En 2010, l’avocat Bruce Dévernois portait une proposition de loi visant à ressusciter un droit d’expression quasiment mort-né en 1982. D’abord en proposant de ne plus exclure les sujets en rapport aux classifications, aux contreparties directes et indirectes du travail ou encore à la détermination des objectifs généraux de production de l’entreprise. « Le droit d’expression étant par définition collectif, il serait réducteur d’organiser son exercice simplement par rapport à son seul poste de travail, sans englober les interactions avec le travail des autres salariés », estime l’avocat qui proposait de pousser le bouchon encore plus loin en « articulant l’exercice de ce droit avec la négociation d’accords d’entreprise de façon à ce que l’expression des salariés sur l’organisation du travail et de ses contreparties au sein de l’entreprise puisse constituer une matière première pour les partenaires sociaux dans leurs négociations ». Une proposition de loi restée lettre morte faute de relais tant du côté des employeurs que des syndicats. Une CFDT pourtant réceptive à l’idée d’organiser « par les syndicats négociateurs d’une expression préalable des salariés sur le sujet de la négociation », comme elle l’a exprimé dans sa contribution au rapport Combrexelles.

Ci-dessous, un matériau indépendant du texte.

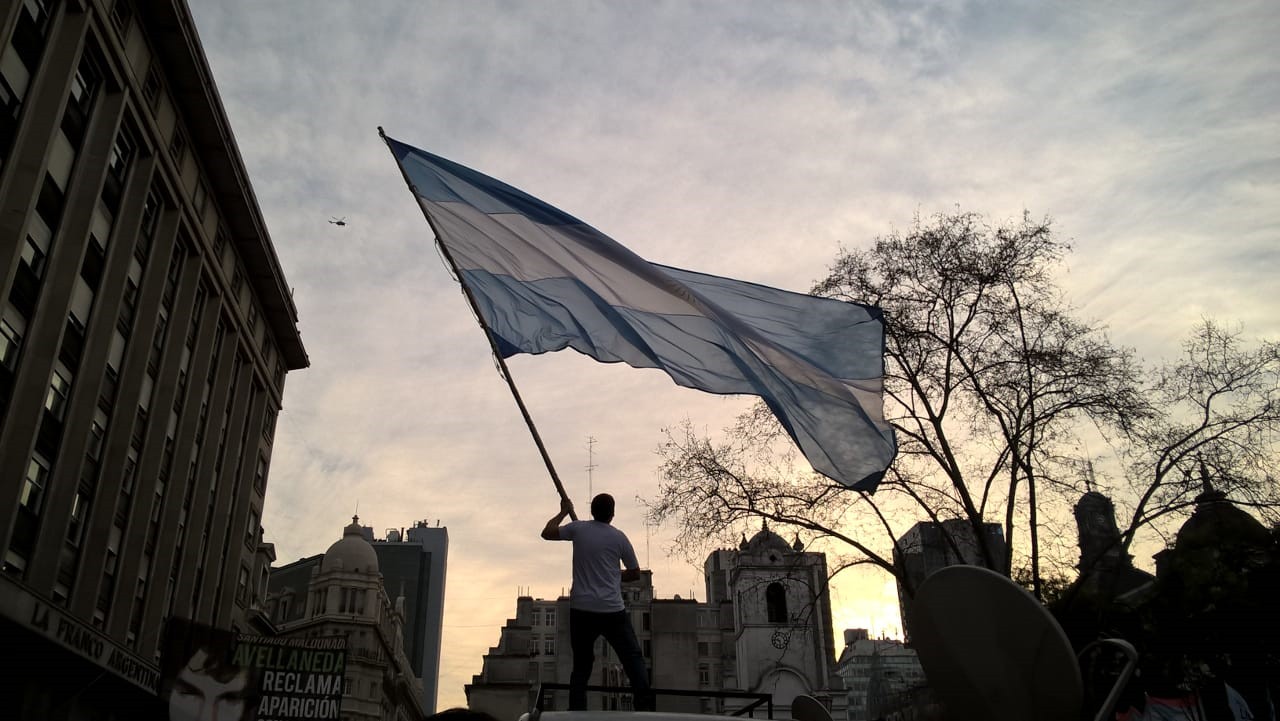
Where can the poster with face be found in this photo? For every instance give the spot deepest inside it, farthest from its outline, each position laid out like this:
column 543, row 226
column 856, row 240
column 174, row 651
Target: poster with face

Expression directe nécessaire mais insuffisante

La CFDT qui considère que « l’expression directe des individus est nécessaire et intéressante mais qu’elle est insuffisante pour un dialogue éclairé et complet sur un sujet aussi important que l’organisation du travail ». Et le syndicat de reconnaître le développement des groupes d’expression dans les entreprises à l’initiative des directions, en dehors de toutes références à la loi du 4 août 1982. « Cela ne doit pas relever exclusivement de la dimension managériale. Le collectif des salariés tel qu’il choisit de se faire représenter devrait pouvoir être entendu en tant que tel et avec les appuis auquel il a droit (expertise par exemple, mais aussi appui de l’organisation syndicale », estime la CFDT alors qu’aucun accord sur le droit d’expression ne prévoit une telle implication syndicale...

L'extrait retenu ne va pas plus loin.